La salida de Young, que como su familia confirmó después se debió a que sufre demencia, fue una enorme pérdida para la banda, y más teniendo en cuenta que AC/DC está a punto de lanzar su primer disco en seis años. «Claramente, está siendo un año muy difícil para ellos», opinaba el conocido comentarista musical australiano Glenn A. Baker. «Este año han perdido a uno de sus miembros fundadores y tuvieron que ir a Vancouver para grabar sin él su nuevo disco».
«Rock on Bus» tiene como fecha de lanzamiento prevista el 2 de diciembre y, para presentarlo, los veteranos rockeros planean una gira mundial. Lo que no está claro es si Rudd viajará con ellos. Hace semanas que los diarios australianos especulan sobre la posible separación del baterista. Y según apunta Baker, los cargos por posesión de droga -que al contrario de los de intento de contratar a un asesino a sueldo se mantienen- podrían impedirle la entrada en algunos países.
El jueves, tras la comparecencia de Rudd ante los tribunales, la banda publicó el siguiente comunicado: «No tenemos ningún comentario al respecto. La ausencia de Phil no influirá en la publicación de nuestro nuevo disco, ‘Rock or Bust’, ni en la gira del año próximo». Pero no sirvió para frenar las especulaciones de expertos y fans.
Al contrario que otras grandes bandas de rock, los veteranos AC/DC apenas habían protagonizado escándalos a lo largo de sus cuatro décadas sobre los escenarios. No obstante, en 1980 vivieron el momento más trágico de su historia con la muerte del cantante Bon Scott debido al abuso de alcohol. Y el revuelo en torno a Rudd, al que la policía acusaba de intentar contratar a un asesino a sueldo para acabar con dos hombres, se resolvió apenas 24 horas después de la comparecencia del baterista.

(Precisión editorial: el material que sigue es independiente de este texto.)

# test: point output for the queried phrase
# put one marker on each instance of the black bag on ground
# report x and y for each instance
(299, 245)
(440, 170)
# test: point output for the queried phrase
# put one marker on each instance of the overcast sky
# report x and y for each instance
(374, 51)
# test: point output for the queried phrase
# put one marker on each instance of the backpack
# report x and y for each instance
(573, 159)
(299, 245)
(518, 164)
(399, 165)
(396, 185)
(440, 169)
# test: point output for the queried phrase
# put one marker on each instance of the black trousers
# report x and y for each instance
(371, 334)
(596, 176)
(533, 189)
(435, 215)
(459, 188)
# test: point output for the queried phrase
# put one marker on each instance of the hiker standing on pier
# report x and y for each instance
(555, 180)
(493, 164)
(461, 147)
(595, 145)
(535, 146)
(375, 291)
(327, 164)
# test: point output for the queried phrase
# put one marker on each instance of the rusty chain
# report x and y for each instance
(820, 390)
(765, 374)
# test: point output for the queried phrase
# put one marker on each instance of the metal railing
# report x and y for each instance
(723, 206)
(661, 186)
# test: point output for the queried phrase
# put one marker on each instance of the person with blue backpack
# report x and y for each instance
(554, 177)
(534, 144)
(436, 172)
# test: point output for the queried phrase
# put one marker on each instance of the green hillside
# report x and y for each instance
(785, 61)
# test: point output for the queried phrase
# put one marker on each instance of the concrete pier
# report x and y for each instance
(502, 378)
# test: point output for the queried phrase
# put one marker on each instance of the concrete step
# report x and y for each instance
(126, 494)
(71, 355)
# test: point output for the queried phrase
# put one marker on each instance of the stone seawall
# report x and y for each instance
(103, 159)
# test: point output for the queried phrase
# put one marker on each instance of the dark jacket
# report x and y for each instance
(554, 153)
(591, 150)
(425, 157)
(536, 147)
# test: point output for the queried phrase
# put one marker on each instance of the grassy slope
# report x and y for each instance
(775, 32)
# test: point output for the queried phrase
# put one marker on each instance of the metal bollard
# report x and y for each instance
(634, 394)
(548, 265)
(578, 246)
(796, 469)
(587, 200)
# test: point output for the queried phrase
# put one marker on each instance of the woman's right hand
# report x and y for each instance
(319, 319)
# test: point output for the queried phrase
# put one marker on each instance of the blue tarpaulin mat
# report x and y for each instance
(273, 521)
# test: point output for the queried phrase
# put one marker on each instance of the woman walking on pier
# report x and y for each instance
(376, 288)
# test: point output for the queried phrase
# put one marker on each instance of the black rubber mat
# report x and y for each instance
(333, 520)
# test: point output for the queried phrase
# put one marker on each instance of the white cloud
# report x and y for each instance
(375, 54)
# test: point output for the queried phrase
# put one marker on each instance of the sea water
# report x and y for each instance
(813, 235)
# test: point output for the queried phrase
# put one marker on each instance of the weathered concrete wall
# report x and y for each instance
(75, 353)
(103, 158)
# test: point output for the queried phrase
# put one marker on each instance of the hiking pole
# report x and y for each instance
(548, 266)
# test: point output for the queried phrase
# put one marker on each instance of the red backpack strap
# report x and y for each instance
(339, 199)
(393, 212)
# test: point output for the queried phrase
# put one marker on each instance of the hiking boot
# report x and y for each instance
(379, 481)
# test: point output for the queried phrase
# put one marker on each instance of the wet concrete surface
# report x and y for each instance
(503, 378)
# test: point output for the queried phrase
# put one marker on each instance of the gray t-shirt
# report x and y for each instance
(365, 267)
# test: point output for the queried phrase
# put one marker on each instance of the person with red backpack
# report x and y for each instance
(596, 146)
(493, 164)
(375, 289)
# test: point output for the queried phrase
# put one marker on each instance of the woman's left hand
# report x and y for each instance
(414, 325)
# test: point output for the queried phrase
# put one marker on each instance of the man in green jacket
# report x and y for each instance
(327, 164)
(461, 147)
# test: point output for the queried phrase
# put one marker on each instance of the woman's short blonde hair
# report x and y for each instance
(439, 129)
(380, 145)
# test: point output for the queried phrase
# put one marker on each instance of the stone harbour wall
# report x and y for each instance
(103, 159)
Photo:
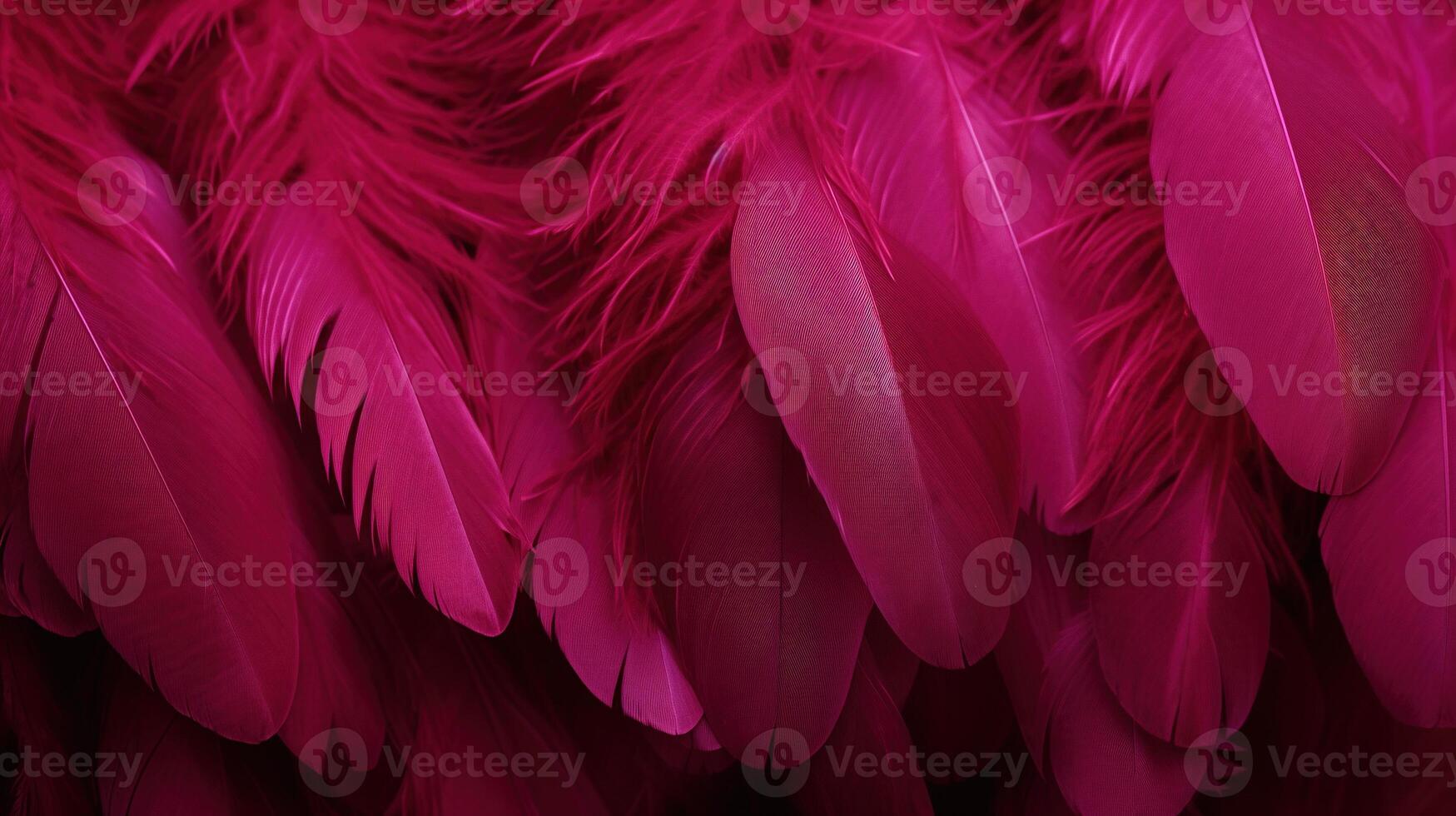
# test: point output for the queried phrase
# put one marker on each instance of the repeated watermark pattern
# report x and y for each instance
(34, 764)
(999, 573)
(122, 11)
(699, 192)
(1002, 188)
(341, 379)
(105, 385)
(1430, 573)
(1220, 382)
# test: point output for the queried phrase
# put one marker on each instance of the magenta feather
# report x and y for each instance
(435, 501)
(618, 649)
(1184, 653)
(178, 767)
(871, 726)
(921, 127)
(161, 483)
(1073, 726)
(35, 711)
(816, 286)
(725, 485)
(29, 585)
(1333, 273)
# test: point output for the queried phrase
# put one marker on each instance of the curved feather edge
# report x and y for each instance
(927, 130)
(932, 474)
(408, 458)
(1183, 644)
(165, 466)
(725, 487)
(1334, 276)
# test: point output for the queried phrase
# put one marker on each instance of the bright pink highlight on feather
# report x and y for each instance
(886, 407)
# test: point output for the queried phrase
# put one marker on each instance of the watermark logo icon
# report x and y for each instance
(1218, 17)
(112, 192)
(997, 573)
(997, 192)
(1219, 382)
(335, 382)
(777, 763)
(1219, 763)
(1430, 573)
(334, 17)
(777, 382)
(555, 192)
(1432, 192)
(112, 573)
(777, 17)
(332, 763)
(556, 571)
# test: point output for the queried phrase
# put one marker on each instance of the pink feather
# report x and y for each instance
(1388, 547)
(1184, 659)
(932, 474)
(1322, 270)
(414, 460)
(1076, 730)
(725, 485)
(29, 585)
(919, 127)
(188, 471)
(178, 765)
(870, 726)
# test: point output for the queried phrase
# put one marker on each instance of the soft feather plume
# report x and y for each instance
(1321, 268)
(841, 306)
(1389, 547)
(725, 382)
(347, 303)
(923, 122)
(169, 455)
(725, 485)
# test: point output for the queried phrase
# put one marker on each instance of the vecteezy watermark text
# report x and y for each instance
(334, 764)
(52, 765)
(124, 11)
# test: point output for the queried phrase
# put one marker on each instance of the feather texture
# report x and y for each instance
(1183, 614)
(935, 474)
(1321, 271)
(773, 646)
(414, 458)
(178, 470)
(1076, 730)
(927, 130)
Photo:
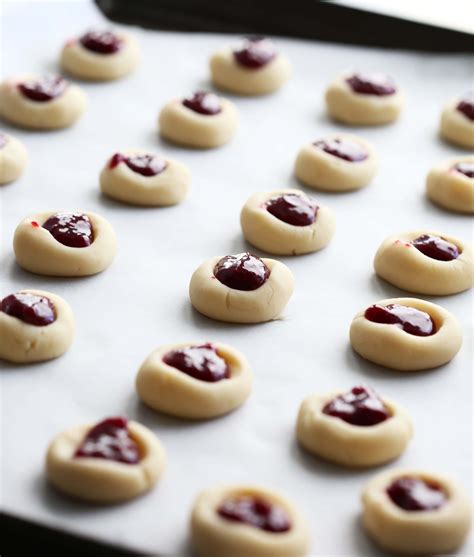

La fiscalía no vio pruebas suficientes para inculpar a Rudd, de 60 años, por lo que decidió retirar los cargos. No obstante, el baterista sigue teniendo que hacer frente ante la Justicia a las acusaciones de amenaza de asesinato y posesión de drogas. Su próxima comparecencia ante los tribunales está prevista para el 27 de noviembre.
¿Y el futuro? Ya en agosto, el baterista declaró a la neozelandesa «3 News» que «pase lo que pase», AC/DC grabaría un disco antes de que murieran. Hasta la fecha, la banda afirma haber vendido más de 200 millones de discos y cuenta con una fiel comunidad de seguidores en todo el mundo. Y Rudd, que formó parte de la banda de 1974 a 1983 y regresó en 1994, es «probablemente su integrante más extravagante».